With The Force Awakens, Abrams and his team have crafted a structure so deeply indebted to the original Star Wars — “indebted,” I suppose, being one of the more polite ways of phrasing it — that it’s almost audacious. He brings in a new generation of characters, and they’re all potentially compelling: Rey (Daisy Ridley), the scavenger on the desert planet of Jakku who finds BB-8; Finn (John Boyega), a refugee from a life that his conscience tells him he can’t live; Poe Dameron (Oscar Isaac), the ace pilot for the Republic-loyal Resistance; and Kylo Ren (Adam Driver), the mysterious and powerful masked figure accompanying the post-Empire, Dark Side-leaning forces of the First Order. And Abrams grasps that an old-school hero-quest narrative, with people struggling to accept their destiny, is considerably more satisfying on a visceral level than trying to understand the geopolitics of galactic trade disputes.

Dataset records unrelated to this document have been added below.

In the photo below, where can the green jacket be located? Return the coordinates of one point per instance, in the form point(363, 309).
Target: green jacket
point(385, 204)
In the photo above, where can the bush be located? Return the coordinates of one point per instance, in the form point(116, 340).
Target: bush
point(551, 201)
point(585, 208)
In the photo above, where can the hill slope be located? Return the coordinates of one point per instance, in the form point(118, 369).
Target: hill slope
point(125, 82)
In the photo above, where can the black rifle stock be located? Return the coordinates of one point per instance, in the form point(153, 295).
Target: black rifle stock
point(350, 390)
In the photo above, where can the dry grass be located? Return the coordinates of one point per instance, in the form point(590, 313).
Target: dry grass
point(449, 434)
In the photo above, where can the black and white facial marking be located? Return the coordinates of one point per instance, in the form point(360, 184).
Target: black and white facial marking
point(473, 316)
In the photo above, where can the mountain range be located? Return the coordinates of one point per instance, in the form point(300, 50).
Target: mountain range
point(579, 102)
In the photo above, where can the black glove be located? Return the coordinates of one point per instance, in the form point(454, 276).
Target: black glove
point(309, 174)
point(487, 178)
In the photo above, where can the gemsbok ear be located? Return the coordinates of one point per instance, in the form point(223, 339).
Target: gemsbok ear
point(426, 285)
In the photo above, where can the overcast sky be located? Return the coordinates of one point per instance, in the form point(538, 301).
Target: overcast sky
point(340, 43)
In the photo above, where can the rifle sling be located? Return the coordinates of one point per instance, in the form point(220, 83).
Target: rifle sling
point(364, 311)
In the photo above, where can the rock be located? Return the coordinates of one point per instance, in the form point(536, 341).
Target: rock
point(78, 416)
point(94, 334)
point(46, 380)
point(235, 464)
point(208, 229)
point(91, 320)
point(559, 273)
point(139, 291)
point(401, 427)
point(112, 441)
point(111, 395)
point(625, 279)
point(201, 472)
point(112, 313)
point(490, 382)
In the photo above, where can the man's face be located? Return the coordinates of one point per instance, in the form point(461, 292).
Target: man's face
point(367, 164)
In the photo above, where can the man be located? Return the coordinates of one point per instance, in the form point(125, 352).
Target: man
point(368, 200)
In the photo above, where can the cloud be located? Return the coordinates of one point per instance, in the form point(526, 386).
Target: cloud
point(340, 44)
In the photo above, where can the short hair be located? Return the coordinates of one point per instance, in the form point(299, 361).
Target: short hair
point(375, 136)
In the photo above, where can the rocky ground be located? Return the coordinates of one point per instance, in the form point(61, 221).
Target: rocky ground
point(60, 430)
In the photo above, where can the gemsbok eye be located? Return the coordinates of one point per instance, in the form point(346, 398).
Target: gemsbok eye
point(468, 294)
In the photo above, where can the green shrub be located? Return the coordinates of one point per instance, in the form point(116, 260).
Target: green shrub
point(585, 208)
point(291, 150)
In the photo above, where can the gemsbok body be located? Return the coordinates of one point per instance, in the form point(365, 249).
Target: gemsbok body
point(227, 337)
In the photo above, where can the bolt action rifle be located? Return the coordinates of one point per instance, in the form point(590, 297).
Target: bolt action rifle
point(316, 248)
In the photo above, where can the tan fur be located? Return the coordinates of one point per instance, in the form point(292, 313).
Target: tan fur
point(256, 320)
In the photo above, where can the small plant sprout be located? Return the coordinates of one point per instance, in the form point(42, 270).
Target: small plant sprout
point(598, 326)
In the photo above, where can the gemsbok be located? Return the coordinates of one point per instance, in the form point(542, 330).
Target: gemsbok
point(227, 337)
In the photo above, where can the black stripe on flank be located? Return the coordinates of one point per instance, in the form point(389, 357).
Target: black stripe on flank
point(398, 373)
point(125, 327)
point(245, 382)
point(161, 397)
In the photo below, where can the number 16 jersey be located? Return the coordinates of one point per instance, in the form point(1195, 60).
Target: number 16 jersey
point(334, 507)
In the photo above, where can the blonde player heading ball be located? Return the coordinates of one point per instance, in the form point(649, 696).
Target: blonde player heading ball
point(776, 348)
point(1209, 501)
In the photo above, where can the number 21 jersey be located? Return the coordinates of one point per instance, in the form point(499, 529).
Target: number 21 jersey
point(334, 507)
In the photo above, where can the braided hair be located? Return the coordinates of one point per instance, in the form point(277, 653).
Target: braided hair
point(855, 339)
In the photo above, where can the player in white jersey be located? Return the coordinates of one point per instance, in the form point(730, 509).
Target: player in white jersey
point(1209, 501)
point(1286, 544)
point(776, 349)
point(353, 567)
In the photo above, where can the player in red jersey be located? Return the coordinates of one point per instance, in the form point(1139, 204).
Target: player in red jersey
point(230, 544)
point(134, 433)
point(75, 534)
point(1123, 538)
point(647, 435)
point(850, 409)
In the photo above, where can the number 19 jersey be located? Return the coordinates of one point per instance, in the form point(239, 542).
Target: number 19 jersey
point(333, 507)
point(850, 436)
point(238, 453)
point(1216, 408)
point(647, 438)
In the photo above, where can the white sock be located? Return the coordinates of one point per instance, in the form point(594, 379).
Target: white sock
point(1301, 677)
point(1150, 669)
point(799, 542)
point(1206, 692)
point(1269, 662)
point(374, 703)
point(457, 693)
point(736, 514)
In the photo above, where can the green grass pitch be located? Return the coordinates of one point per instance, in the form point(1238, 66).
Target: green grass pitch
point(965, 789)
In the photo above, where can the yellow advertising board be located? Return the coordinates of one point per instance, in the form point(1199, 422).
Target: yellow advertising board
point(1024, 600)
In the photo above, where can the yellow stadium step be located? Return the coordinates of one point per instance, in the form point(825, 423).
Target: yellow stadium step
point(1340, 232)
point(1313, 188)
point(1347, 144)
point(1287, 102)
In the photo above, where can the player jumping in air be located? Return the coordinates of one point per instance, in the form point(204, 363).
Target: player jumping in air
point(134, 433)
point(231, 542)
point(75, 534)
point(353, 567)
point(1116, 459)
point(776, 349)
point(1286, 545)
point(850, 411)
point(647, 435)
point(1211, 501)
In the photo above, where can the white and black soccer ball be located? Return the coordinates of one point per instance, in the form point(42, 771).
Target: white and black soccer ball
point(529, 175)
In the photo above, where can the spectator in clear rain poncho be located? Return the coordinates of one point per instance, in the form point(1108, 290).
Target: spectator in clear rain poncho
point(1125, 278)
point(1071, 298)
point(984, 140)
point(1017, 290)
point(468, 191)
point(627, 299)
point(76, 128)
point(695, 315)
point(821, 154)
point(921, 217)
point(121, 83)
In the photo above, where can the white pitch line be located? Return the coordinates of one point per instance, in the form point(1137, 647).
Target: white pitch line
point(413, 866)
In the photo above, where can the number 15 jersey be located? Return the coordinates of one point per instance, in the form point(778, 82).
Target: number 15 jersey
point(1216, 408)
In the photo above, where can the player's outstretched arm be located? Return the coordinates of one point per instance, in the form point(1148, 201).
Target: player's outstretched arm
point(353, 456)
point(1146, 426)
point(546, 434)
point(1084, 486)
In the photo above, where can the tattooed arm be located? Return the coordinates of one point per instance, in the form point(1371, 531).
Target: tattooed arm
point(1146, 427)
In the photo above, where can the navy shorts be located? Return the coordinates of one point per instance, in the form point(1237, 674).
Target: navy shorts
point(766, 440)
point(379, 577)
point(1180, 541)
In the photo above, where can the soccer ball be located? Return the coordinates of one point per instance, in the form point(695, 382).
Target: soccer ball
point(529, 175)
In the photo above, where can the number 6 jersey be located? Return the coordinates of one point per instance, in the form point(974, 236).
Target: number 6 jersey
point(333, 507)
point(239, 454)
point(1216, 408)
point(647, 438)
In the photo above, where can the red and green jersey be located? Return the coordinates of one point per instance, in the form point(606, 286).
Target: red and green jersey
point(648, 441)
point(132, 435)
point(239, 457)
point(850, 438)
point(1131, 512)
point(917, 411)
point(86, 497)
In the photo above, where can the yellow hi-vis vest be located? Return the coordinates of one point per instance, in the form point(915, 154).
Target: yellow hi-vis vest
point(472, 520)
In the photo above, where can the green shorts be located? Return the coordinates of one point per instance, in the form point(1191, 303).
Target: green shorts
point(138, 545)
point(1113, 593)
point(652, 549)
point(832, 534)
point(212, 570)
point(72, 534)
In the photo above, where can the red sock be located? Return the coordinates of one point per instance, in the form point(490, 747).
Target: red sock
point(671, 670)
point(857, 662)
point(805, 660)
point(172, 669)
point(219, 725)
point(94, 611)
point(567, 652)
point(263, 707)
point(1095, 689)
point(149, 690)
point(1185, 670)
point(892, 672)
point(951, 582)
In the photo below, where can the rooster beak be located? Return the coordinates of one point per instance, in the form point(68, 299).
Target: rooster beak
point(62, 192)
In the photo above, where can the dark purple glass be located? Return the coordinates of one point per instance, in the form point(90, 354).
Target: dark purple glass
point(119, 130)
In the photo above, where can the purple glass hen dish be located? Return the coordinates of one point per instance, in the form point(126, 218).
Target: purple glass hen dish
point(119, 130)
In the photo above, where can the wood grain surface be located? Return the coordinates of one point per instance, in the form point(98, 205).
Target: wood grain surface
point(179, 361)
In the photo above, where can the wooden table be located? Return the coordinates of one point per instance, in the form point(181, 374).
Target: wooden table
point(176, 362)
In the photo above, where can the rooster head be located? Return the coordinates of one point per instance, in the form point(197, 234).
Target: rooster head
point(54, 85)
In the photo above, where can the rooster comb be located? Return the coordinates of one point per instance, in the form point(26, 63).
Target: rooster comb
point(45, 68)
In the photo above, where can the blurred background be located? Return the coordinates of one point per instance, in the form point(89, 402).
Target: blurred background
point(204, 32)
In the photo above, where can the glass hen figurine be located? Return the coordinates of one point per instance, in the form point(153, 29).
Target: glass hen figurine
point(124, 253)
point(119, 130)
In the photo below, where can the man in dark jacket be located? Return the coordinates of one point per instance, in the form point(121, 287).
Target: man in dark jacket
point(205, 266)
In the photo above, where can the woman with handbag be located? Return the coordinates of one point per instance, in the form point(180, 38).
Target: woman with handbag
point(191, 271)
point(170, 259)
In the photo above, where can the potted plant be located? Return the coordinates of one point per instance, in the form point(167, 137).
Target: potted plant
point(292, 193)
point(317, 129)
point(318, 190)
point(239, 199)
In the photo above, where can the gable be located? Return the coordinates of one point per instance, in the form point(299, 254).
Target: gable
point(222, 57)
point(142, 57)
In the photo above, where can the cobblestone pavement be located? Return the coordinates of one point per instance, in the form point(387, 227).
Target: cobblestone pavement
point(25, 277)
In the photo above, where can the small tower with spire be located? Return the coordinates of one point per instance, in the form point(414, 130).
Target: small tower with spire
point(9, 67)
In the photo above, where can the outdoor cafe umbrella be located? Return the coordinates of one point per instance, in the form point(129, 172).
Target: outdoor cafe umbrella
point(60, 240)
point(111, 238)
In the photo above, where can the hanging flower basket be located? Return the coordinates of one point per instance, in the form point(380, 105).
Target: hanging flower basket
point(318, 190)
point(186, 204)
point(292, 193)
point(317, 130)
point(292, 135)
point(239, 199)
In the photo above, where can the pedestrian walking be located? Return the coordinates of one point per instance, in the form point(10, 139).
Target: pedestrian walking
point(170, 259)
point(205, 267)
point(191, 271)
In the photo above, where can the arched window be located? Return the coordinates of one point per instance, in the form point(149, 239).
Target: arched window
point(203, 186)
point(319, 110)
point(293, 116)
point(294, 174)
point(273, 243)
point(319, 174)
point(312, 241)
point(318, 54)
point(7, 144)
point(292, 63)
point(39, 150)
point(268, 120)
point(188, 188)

Abrams also has the secret weapon of bringing back the series’ most familiar faces — most notably the sideways grin and scarred chin of Han Solo (Harrison Ford). When he and Chewbacca step into the Millennium Falcon, it’s a magical movie moment, and in no small part because Ford seems to be having the time of his life. He understands the familiarity viewers bring to his performance, so that he can deliver lines dripping with history in a way that doesn’t feel like he’s waiting for the applause. He also brings out the best in Ridley and Boyega, who are engaging throughout and show tremendous chemistry together, but peak when bouncing their gung-ho energy off of Han’s world-weariness.

But it’s hard to shake off the seemingly non-stop parade of callbacks to the original trilogy. Abrams is a genuinely talented action filmmaker, and he fills The Force Awakens with solid set-pieces that generally feel well-integrated into the story. He also shows some of the same tendencies here that he brought to his big-screen revival of Star Trek, seeking to evoke not just a sensibility, but specific bits and pieces that would remind viewers that they knew where that reference or this bit of character business came from. He knows how to give the people what they want. Or, at the very least, what they think they want.

And perhaps that’s why The Force Awakens is a good piece of adventure cinema that never feels like it had a chance of being a great piece of adventure cinema. Abrams brings a long-overdue mix of diversity and gender equity to the Star Wars universe, and he deserves all the credit in the world for doing so. But the movies that change us — the movies that change movies — are the ones that show us what we never even realized we wanted and needed to see. For my generation, childhood memories were formed because Star Wars created something. The Force Awakens, for all its charms and virtues, tries to re-create something.